I hate my classmates and I feel so alone. (kinda a vent)

Feeling isolated and frustrated with my classmates. (Just a little vent)

I’m a 17-year-old guy, and honestly, I can’t stand my classmates. The boys seem to have this outdated mindset about girls, and some even hold extreme views. The guy I had a thing with ended up choosing my ex-best friend/girlfriend – someone I’ve known since childhood – over me. It feels like I was only valued for my help with schoolwork. When I tried to tell her to treat people better, she cut ties with me. Plus, she didn’t like it when I spent time with other friends, which is just ridiculous. And now, he’s aligned himself with some pretty terrible beliefs!

I definitely feel like the odd one out because I’m attracted to both boys and girls.

The boys in my class are really frustrating, and while the girls aren’t as bad, I still don’t connect with them. A lot of them stopped talking to me after I broke up with my ex, even though they claimed to dislike her when she was around.
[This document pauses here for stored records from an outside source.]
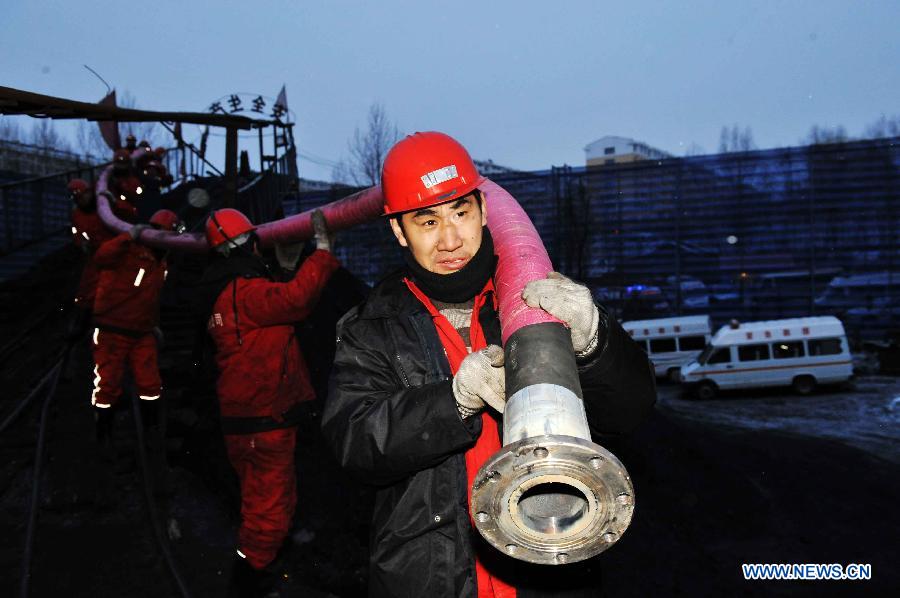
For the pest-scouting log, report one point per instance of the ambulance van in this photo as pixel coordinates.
(671, 342)
(799, 352)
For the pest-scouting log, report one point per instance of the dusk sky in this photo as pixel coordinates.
(526, 84)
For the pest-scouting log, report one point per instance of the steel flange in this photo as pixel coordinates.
(552, 500)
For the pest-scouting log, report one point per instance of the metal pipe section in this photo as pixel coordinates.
(550, 495)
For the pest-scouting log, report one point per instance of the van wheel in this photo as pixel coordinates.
(804, 385)
(706, 390)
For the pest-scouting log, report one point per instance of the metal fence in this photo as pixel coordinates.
(34, 209)
(753, 235)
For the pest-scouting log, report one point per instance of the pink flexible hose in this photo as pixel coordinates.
(521, 259)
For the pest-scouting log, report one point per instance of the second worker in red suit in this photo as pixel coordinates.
(88, 234)
(126, 319)
(262, 380)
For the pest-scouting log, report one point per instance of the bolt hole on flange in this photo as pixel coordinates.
(552, 508)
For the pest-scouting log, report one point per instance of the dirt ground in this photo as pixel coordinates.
(746, 478)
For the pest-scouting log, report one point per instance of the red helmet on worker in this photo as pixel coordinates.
(130, 188)
(77, 187)
(426, 169)
(165, 220)
(227, 224)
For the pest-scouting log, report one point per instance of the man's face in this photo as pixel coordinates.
(443, 238)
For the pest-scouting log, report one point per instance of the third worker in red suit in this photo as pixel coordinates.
(88, 234)
(262, 381)
(126, 320)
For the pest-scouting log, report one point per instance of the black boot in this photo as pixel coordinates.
(106, 458)
(153, 422)
(247, 582)
(103, 421)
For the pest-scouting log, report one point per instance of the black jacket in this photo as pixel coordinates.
(391, 419)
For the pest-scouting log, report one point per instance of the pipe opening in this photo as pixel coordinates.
(553, 508)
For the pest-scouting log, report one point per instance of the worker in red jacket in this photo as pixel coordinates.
(262, 381)
(88, 233)
(126, 318)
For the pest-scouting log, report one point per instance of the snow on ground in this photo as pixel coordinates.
(864, 414)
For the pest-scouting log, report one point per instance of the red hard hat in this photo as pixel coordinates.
(130, 187)
(165, 220)
(77, 186)
(426, 169)
(124, 210)
(122, 156)
(226, 224)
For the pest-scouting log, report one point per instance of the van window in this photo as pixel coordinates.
(824, 346)
(722, 355)
(691, 343)
(753, 352)
(788, 350)
(662, 345)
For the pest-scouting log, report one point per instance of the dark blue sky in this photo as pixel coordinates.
(527, 84)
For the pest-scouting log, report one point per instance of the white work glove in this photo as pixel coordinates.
(288, 255)
(479, 380)
(570, 302)
(324, 239)
(135, 231)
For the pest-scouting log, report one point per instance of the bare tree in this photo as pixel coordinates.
(91, 142)
(820, 135)
(367, 150)
(734, 140)
(44, 135)
(884, 127)
(694, 149)
(9, 129)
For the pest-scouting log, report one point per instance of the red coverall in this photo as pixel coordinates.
(126, 309)
(88, 233)
(262, 374)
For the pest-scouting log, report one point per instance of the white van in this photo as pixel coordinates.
(800, 352)
(671, 342)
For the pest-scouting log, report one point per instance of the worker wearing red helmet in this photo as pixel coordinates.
(126, 319)
(88, 233)
(417, 388)
(124, 189)
(262, 381)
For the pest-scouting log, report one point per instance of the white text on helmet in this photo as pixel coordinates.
(441, 175)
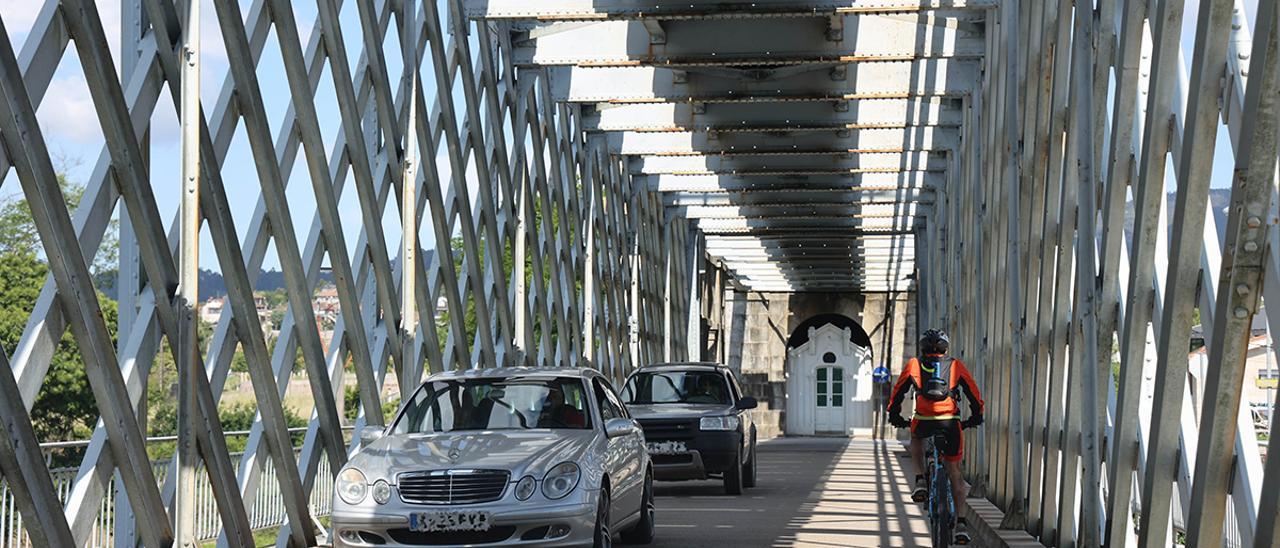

I asked my friends about it—one can’t stand her and the other was friends with her—and they told me they had no answers.

I’m putting in so much effort. I maintain good grades, participate in extra activities for the subjects I enjoy, and I’m part of a punk band, which seems to go unnoticed. I take care of myself and work out regularly. I know I can be introverted, but I’m easy to talk to! It doesn’t make sense why they would choose to associate with someone who treated them poorly over me.

On the bright side, I’ve found a few amazing friends after the breakup who mean everything to me. I’m just feeling more lost about high school as time goes on, and I’m really tired of it all.

Thanks for reading this, and I appreciate any advice! D:

One Reply to “I hate my classmates and I feel so alone. (kinda a vent)”

  1. Hey there,

    First of all, I want to say that I’m really sorry to hear you’re feeling this way. It sounds like you’re going through a tough time, and it’s completely okay to vent about it. High school can be a really challenging environment, especially when it seems like people are being so superficial and treating each other poorly.

    It’s frustrating when it feels like friendships are based more on popularity or convenience rather than mutual respect. It’s hard to understand why people would choose to gravitate towards someone who treats others badly. But it’s important to remember that people often make choices based on their insecurities or the desire to fit in, and that says more about them than it does about you.

    It’s clear that you have a lot to offer as a friend and that you’re doing your best to stay true to yourself. Being in a punk band and balancing school work is impressive and shows you have a passion that not everyone has. Keep focusing on what interests you and exploring what you love – those are qualities that will attract the right friends to you over time.

    As for your current friendships, it’s great to hear you have found some people who value you for who you are. Cherish these connections, as they are what truly matter. Look for friends who appreciate your uniqueness and support you.

    In the meantime, don’t hesitate to express your feelings—even if it’s just to a trusted adult or counselor. Sometimes talking to someone can help you process everything you’re feeling.

    Lastly, remember that high school is just one phase of life. It might feel all-consuming right now, but things often change as you move forward. Hang in there, and keep being the awesome person you are! You’ve got this.